Añade las patatas y la col picada al caldo de vacuno. Lleva a fuego lento y cocina 10 minutos hasta que las patatas estén casi tiernas.
Añade la zazharka de remolacha a la olla, remueve bien y cuece a fuego lento otros 10 minutos hasta que las patatas y la col estén completamente tiernas. La sopa adquirirá un brillante carmesí intenso.
Incorpora el ajo picado y cuece a fuego lento 2 minutos más. Sazona generosamente con sal y pimienta negra. Prueba y ajusta el equilibrio agridulce con un poco más de vinagre o azúcar según haga falta.
Sirve en cuencos hondos y corona cada uno con una generosa cucharada de smetana y un puñado de eneldo fresco. Sirve con rebanadas gruesas de pan de centeno oscuro.
Añadir el vinagre a la remolacha durante el sofrito (en lugar de a la sopa) preserva el vibrante color rojo.
El borscht está mejor al día siguiente: haz una tanda grande y refrigérala toda la noche.
Usa eneldo fresco, no seco: es esencial para el plato terminado.
Prueba y ajusta la sal al final: los sabores se concentran al reducir los líquidos, y una pizca final de sal en escamas realza todo el plato.
El borscht vegetariano omite la carne y usa caldo de verduras: es igual de delicioso.
El borscht frío (kholodnik) es una versión estival refrigerada popular por toda Europa del Este, rematada con kéfir.
Más picante: añade un chile fresco finamente picado o una cucharadita de pimiento Alepo/Urfa machacado a los aromáticos para un calor cálido y en capas en lugar de un golpe único y agudo.
Más ligero: reduce la grasa en un tercio y termina con un chorrito de cítrico o de vinagre para mantener la frescura sin perder cuerpo.

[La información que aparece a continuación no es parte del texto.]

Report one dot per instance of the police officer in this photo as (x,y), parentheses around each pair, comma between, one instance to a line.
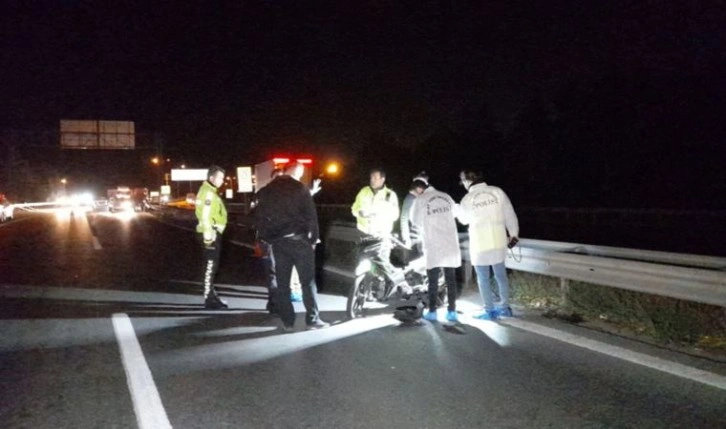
(286,218)
(434,213)
(376,210)
(212,217)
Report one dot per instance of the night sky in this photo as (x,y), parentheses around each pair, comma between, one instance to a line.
(578,103)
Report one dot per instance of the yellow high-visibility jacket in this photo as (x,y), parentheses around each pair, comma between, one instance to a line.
(210,211)
(376,211)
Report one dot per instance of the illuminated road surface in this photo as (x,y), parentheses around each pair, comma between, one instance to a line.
(102,327)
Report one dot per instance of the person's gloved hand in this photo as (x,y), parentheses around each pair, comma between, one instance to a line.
(316,187)
(209,238)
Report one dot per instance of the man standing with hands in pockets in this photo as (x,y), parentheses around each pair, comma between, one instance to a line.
(286,218)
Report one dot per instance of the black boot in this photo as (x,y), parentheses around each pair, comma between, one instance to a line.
(213,302)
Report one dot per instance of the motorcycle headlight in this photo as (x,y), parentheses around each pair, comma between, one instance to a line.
(363,267)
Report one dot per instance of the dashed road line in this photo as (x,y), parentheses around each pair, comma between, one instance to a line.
(673,368)
(150,413)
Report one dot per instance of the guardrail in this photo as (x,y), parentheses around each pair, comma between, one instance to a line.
(682,276)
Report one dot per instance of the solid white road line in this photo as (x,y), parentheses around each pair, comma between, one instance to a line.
(652,362)
(150,413)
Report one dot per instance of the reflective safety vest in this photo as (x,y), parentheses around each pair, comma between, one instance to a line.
(380,210)
(210,211)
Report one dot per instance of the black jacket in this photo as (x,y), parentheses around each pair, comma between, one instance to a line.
(286,207)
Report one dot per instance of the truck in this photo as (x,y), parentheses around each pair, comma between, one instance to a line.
(119,199)
(263,171)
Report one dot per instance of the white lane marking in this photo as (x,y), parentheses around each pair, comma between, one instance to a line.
(235,242)
(150,413)
(673,368)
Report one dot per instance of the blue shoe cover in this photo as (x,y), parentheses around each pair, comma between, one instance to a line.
(504,311)
(487,315)
(431,316)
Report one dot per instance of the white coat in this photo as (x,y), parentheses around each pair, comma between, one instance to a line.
(489,214)
(434,213)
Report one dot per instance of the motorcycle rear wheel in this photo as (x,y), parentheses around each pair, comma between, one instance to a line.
(358,294)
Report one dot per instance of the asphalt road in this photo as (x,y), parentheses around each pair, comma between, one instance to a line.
(102,327)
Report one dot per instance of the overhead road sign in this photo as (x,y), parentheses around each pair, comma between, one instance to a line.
(84,134)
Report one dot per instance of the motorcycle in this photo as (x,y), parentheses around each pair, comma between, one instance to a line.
(405,288)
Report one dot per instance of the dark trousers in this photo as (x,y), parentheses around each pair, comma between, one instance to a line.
(449,279)
(211,264)
(299,254)
(268,262)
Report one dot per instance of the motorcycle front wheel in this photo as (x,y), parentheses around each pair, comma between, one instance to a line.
(358,295)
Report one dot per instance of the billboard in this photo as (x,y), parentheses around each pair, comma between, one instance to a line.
(77,134)
(188,174)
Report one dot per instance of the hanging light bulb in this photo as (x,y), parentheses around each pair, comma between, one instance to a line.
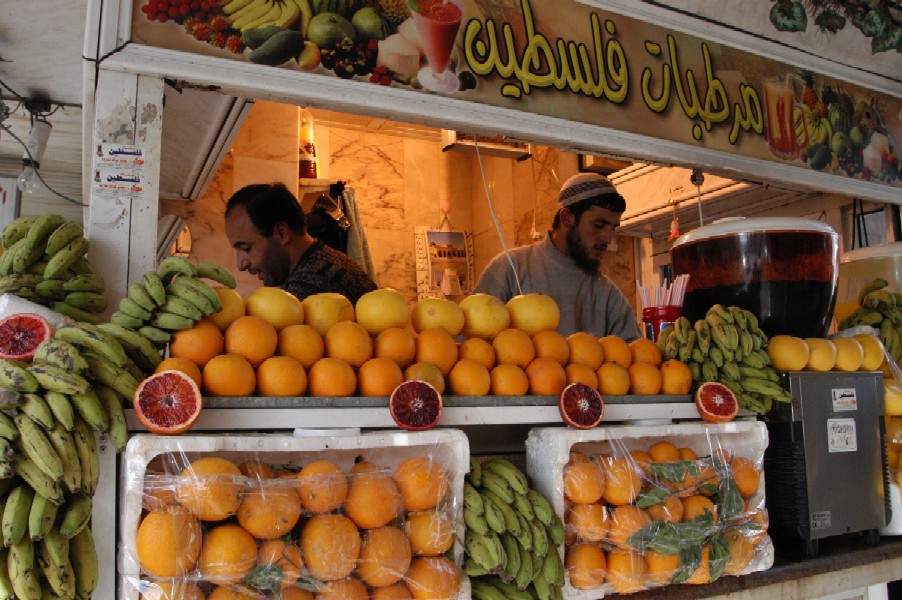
(28,181)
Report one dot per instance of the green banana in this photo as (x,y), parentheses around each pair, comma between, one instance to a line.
(83,556)
(14,375)
(61,261)
(94,339)
(55,379)
(33,441)
(154,287)
(137,294)
(41,516)
(171,266)
(64,444)
(90,410)
(88,457)
(215,272)
(14,522)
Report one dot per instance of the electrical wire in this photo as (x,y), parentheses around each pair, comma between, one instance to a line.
(488,198)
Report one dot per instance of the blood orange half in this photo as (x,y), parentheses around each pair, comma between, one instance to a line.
(415,405)
(581,406)
(168,402)
(21,333)
(716,402)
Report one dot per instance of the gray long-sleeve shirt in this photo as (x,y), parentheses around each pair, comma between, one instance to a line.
(590,303)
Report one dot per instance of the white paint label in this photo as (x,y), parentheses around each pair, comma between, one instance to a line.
(841,435)
(844,399)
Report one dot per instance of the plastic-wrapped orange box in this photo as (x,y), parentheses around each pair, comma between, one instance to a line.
(343,516)
(647,506)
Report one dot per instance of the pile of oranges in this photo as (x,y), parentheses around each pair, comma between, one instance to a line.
(225,530)
(628,515)
(272,344)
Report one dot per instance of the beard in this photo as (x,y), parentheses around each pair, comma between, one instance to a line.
(577,251)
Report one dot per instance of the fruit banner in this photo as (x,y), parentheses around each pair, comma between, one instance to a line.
(560,59)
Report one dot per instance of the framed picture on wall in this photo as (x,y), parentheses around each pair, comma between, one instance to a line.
(444,262)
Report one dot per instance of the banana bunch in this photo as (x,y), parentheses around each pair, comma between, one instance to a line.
(172,298)
(513,535)
(44,261)
(727,346)
(882,309)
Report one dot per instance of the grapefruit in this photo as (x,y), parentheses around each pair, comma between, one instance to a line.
(716,402)
(168,402)
(21,333)
(581,406)
(415,405)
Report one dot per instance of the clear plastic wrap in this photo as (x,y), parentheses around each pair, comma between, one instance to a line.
(647,506)
(263,515)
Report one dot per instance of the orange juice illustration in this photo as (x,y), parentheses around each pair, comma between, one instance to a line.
(438,22)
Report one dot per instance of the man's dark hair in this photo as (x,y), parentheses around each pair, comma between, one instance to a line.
(267,204)
(612,201)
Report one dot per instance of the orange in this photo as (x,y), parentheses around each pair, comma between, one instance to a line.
(676,378)
(422,481)
(623,480)
(228,554)
(168,543)
(625,521)
(616,350)
(210,488)
(626,571)
(350,342)
(426,372)
(281,376)
(583,373)
(322,485)
(586,566)
(746,476)
(436,346)
(373,498)
(645,379)
(183,364)
(553,345)
(252,337)
(301,342)
(431,532)
(645,350)
(469,377)
(585,349)
(509,380)
(331,377)
(378,377)
(433,578)
(269,509)
(384,557)
(280,559)
(660,568)
(590,522)
(584,482)
(546,377)
(513,347)
(479,350)
(275,305)
(233,306)
(396,344)
(613,379)
(343,589)
(198,344)
(229,375)
(330,544)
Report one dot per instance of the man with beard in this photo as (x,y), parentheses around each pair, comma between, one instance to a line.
(266,227)
(565,265)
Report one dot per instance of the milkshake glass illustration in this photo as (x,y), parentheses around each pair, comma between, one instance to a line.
(437,22)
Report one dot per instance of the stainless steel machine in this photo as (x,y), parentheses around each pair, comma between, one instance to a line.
(825,465)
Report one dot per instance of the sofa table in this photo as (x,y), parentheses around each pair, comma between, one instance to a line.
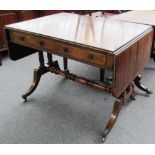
(122,47)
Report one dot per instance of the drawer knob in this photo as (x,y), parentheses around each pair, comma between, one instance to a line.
(22,38)
(90,56)
(41,43)
(65,49)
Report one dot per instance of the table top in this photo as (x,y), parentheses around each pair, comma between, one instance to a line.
(101,33)
(138,16)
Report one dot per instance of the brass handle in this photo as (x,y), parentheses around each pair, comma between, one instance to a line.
(90,56)
(65,49)
(41,43)
(22,38)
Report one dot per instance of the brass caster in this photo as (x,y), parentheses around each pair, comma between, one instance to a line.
(103,139)
(133,96)
(25,98)
(67,70)
(149,91)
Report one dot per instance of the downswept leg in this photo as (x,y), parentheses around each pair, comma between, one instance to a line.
(36,77)
(138,83)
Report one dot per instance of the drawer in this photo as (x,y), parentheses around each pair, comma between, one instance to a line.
(31,40)
(83,55)
(75,52)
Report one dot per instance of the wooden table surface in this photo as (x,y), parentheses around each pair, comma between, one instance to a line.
(103,33)
(120,46)
(137,16)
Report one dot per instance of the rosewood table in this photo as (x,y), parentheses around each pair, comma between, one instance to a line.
(122,47)
(146,17)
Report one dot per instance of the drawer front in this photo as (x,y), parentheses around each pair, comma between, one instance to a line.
(83,55)
(77,53)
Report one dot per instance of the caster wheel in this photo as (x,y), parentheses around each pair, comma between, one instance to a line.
(103,139)
(149,91)
(25,98)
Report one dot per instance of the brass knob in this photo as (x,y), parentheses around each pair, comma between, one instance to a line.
(41,43)
(22,38)
(65,49)
(90,56)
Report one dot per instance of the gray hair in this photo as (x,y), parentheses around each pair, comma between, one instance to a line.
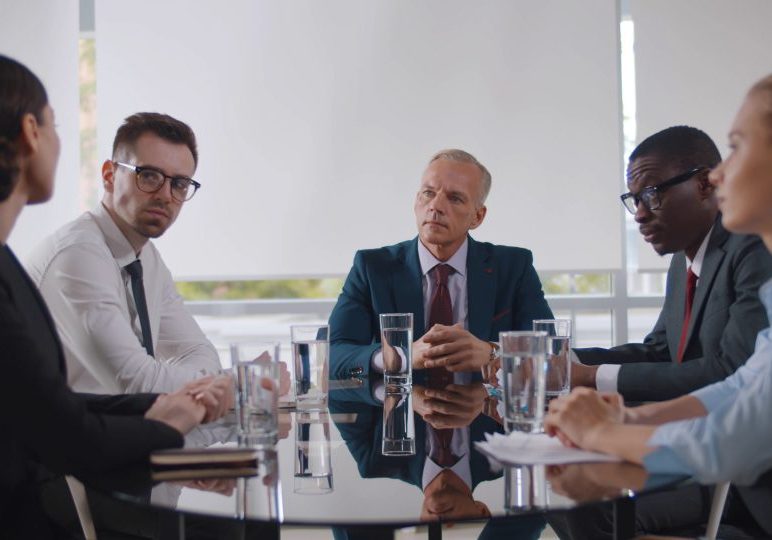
(454,154)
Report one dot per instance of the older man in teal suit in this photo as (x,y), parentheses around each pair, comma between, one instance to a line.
(461,292)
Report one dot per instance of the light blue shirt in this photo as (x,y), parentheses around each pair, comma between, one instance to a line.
(733,442)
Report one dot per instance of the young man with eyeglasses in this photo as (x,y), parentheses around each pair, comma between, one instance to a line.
(123,326)
(712,313)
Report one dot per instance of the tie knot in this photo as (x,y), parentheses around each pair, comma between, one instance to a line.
(441,273)
(134,269)
(691,277)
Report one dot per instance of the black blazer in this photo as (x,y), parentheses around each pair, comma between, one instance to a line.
(503,293)
(46,427)
(726,316)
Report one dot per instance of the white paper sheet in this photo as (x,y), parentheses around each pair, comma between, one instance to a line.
(537,449)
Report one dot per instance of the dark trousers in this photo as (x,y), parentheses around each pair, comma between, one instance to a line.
(682,512)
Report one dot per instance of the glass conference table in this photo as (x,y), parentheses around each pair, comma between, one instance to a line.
(327,469)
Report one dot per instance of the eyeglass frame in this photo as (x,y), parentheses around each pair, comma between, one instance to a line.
(651,191)
(138,169)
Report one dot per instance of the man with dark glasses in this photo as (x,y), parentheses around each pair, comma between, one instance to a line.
(708,324)
(712,312)
(123,326)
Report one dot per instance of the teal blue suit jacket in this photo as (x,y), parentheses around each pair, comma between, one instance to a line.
(503,293)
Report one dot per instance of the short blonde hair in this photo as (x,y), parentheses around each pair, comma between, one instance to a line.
(763,89)
(454,154)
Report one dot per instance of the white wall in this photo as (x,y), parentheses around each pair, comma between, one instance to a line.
(695,59)
(43,35)
(315,121)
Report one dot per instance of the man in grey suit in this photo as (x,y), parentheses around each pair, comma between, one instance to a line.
(675,207)
(720,272)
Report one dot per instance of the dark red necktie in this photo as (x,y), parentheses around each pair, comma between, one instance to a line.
(691,287)
(441,312)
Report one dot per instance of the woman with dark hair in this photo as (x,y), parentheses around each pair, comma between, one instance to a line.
(722,432)
(46,428)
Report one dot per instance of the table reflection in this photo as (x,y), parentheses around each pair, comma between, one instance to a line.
(329,468)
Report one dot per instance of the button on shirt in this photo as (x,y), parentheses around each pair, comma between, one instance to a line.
(80,272)
(734,441)
(607,374)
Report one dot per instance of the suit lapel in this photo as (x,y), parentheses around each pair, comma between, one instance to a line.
(714,255)
(676,294)
(407,287)
(480,290)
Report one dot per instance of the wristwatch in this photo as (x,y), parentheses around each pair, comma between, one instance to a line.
(495,352)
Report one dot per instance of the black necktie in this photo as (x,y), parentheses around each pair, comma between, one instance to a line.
(138,290)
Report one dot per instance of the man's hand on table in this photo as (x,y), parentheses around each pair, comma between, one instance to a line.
(179,410)
(592,481)
(455,349)
(580,418)
(214,393)
(454,406)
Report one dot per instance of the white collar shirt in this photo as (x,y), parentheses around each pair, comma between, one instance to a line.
(80,273)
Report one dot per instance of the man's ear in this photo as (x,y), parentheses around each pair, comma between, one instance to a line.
(479,217)
(704,187)
(29,138)
(108,175)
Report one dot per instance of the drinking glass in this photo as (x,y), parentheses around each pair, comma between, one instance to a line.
(396,347)
(398,423)
(311,357)
(256,367)
(523,357)
(313,463)
(558,382)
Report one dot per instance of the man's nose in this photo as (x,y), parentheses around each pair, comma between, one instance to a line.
(165,192)
(642,213)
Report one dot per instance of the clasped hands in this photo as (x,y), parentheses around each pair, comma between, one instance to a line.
(200,401)
(456,405)
(451,347)
(580,418)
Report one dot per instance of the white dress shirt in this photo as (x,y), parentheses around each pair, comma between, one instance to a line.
(80,272)
(607,374)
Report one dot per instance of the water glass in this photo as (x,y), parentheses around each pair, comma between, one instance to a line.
(311,359)
(259,497)
(256,367)
(398,423)
(397,347)
(525,487)
(313,463)
(523,356)
(558,355)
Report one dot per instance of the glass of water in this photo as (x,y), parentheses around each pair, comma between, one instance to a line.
(523,356)
(311,361)
(398,423)
(397,347)
(558,355)
(256,367)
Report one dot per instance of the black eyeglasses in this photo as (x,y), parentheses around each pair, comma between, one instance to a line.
(650,196)
(150,180)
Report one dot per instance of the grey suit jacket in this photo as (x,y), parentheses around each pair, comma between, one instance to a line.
(726,316)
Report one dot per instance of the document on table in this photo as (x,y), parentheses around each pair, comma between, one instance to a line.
(535,449)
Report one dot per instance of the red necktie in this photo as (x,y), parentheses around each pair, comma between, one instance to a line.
(441,312)
(691,286)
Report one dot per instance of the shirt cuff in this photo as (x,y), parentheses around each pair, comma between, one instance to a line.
(606,377)
(711,396)
(663,460)
(376,360)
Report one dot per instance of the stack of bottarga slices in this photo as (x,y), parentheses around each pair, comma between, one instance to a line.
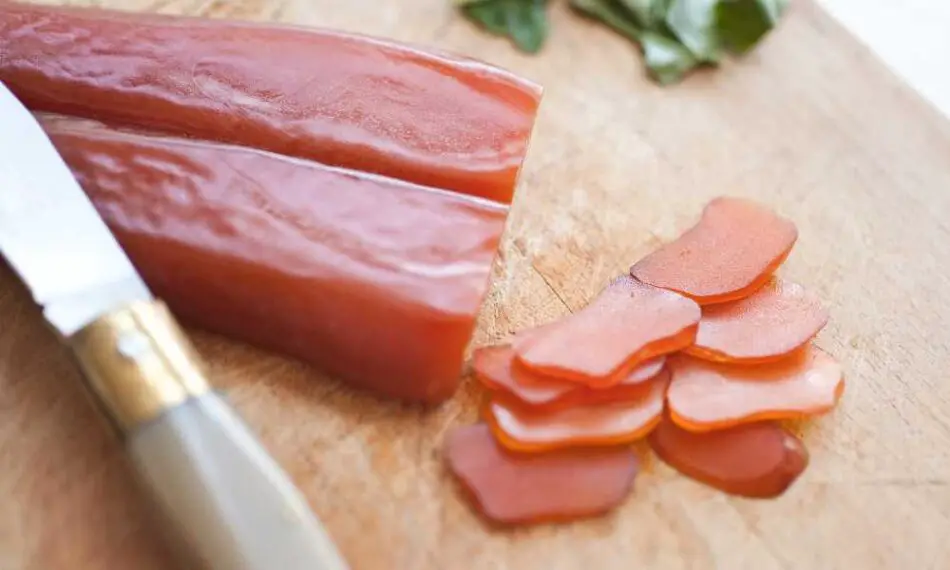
(701,350)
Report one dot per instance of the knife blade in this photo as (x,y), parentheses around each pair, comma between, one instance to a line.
(222,494)
(50,233)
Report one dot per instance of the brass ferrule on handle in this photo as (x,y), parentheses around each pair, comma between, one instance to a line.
(138,363)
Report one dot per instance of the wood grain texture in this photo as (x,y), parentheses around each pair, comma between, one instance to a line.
(810,123)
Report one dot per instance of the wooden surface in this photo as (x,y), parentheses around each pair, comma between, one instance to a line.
(810,123)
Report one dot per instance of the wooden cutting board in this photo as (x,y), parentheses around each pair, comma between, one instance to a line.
(810,123)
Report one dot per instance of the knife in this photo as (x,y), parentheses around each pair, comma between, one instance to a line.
(230,503)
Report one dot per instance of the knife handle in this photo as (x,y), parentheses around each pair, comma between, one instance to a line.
(229,501)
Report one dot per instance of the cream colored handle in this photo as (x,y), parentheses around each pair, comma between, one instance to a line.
(231,503)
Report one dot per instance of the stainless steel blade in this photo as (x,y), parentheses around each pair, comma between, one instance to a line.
(50,232)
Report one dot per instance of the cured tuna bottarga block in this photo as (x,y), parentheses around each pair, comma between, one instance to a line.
(341,99)
(374,280)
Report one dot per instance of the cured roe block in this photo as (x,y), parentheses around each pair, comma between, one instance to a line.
(340,99)
(373,280)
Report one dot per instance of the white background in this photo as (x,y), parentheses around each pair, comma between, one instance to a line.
(911,36)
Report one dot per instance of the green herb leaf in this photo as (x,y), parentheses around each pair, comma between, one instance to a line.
(667,59)
(647,13)
(610,13)
(742,23)
(525,22)
(694,23)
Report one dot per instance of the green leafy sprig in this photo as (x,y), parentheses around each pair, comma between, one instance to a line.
(675,36)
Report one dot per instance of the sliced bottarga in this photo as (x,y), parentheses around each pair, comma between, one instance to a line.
(522,428)
(497,369)
(776,320)
(759,460)
(628,324)
(511,488)
(706,396)
(729,254)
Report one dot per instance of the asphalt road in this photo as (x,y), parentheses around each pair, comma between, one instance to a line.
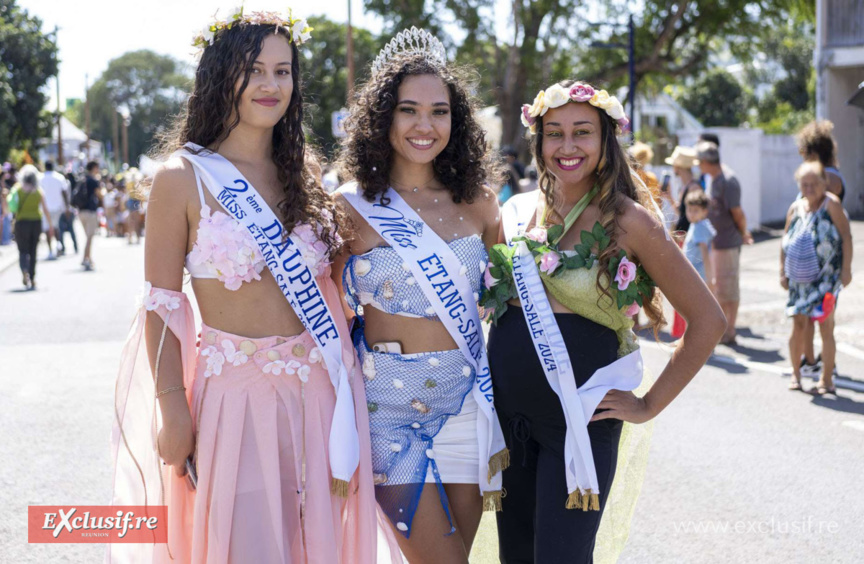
(740,470)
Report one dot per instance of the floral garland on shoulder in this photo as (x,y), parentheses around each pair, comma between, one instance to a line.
(634,286)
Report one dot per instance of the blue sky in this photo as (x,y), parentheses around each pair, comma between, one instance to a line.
(92,32)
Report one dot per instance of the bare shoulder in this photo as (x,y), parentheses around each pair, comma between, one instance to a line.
(487,203)
(174,182)
(637,222)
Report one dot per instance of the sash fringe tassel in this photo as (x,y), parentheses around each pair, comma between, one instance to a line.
(339,487)
(585,502)
(500,461)
(492,500)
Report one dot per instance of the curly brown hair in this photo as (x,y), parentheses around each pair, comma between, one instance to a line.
(212,112)
(815,139)
(465,164)
(618,181)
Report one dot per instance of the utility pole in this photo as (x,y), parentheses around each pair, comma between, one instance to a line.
(350,55)
(59,114)
(87,114)
(631,68)
(125,139)
(115,150)
(59,127)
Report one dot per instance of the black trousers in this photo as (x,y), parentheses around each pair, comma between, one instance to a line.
(535,526)
(27,232)
(65,225)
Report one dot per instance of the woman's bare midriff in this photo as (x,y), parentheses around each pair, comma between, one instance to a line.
(414,334)
(257,309)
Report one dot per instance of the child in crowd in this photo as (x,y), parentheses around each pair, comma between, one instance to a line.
(700,234)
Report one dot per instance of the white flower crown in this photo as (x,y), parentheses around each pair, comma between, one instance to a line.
(297,28)
(556,96)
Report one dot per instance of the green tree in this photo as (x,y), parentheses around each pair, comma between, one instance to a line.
(717,99)
(149,86)
(514,68)
(28,58)
(325,73)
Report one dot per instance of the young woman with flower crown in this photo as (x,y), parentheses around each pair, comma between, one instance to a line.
(579,257)
(261,412)
(423,219)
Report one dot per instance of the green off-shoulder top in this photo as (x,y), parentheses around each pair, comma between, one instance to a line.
(576,289)
(573,279)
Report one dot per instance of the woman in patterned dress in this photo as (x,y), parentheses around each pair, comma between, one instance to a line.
(819,214)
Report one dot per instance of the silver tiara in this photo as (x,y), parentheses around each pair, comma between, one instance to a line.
(410,41)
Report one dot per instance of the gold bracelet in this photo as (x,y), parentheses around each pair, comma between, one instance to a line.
(169,390)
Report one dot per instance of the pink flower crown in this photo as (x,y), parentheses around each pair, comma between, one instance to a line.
(297,28)
(556,96)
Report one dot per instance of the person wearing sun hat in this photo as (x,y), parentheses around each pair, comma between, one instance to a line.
(683,159)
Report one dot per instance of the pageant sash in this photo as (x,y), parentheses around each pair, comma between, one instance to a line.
(243,202)
(578,404)
(436,269)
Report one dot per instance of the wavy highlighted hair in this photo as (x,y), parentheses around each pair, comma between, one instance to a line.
(464,165)
(212,112)
(618,181)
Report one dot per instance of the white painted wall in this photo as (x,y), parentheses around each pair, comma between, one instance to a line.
(779,160)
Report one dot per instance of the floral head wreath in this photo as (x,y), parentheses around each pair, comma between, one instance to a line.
(297,28)
(556,96)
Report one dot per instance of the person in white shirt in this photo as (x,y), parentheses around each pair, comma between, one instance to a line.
(57,197)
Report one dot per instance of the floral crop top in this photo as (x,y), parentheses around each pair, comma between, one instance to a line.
(226,251)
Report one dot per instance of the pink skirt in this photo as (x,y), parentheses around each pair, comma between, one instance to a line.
(263,409)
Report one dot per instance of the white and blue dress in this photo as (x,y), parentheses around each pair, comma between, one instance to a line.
(422,415)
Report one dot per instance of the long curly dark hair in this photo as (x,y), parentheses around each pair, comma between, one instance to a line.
(618,181)
(464,165)
(212,112)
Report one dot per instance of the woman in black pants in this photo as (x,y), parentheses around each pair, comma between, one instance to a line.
(30,205)
(583,255)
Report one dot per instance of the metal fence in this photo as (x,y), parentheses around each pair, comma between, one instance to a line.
(845,23)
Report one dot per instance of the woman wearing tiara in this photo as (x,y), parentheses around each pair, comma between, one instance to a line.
(260,415)
(423,218)
(585,253)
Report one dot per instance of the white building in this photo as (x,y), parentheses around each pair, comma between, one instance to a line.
(74,145)
(839,61)
(662,111)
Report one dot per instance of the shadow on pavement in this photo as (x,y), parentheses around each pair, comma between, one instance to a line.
(840,403)
(727,366)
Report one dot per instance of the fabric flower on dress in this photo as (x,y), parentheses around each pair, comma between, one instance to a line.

Refrigera hasta 5 días. El color se intensificará aún más al reposar. Recalienta con suavidad; añade un chorrito de agua si ha espesado.
El borscht se ha comido por toda Europa del Este y Rusia desde al menos el siglo XVII. Aunque se asocia más comúnmente con orígenes ucranianos, el borscht en diversas formas es un plato fundamental en las cocinas rusa, polaca, lituana y bielorrusa. Sus orígenes exactos se debaten, pero ha sido un básico diario en todo el mundo eslavo durante cientos de años.
El color de la remolacha (betalaínas) es sensible al calor y a los álcalis. Añadir vinagre durante la cocción de la remolacha crea un entorno ácido que estabiliza el color. No hiervas la sopa con fuerza tras añadir la zazharka de remolacha.
Sí: la mayoría de los componentes pueden prepararse hasta un día antes y refrigerarse por separado. Recalienta con suavidad y monta justo antes de servir para que las texturas se mantengan diferenciadas.
Mantente fiel al papel de cada ingrediente: cambia los aromáticos por otros similares (chalota por cebolla, lima por limón) y conserva intacto el equilibrio de grasa, acidez y sal. Las mezclas de especias suelen poder aproximarse con lo que haya en la despensa.
La autenticidad existe en un espectro: lo que más importa es honrar la técnica y el equilibrio de sabores. Si el plato sabe armonioso y respeta cómo lo elaborarían los cocineros de su región de origen, vas por buen camino.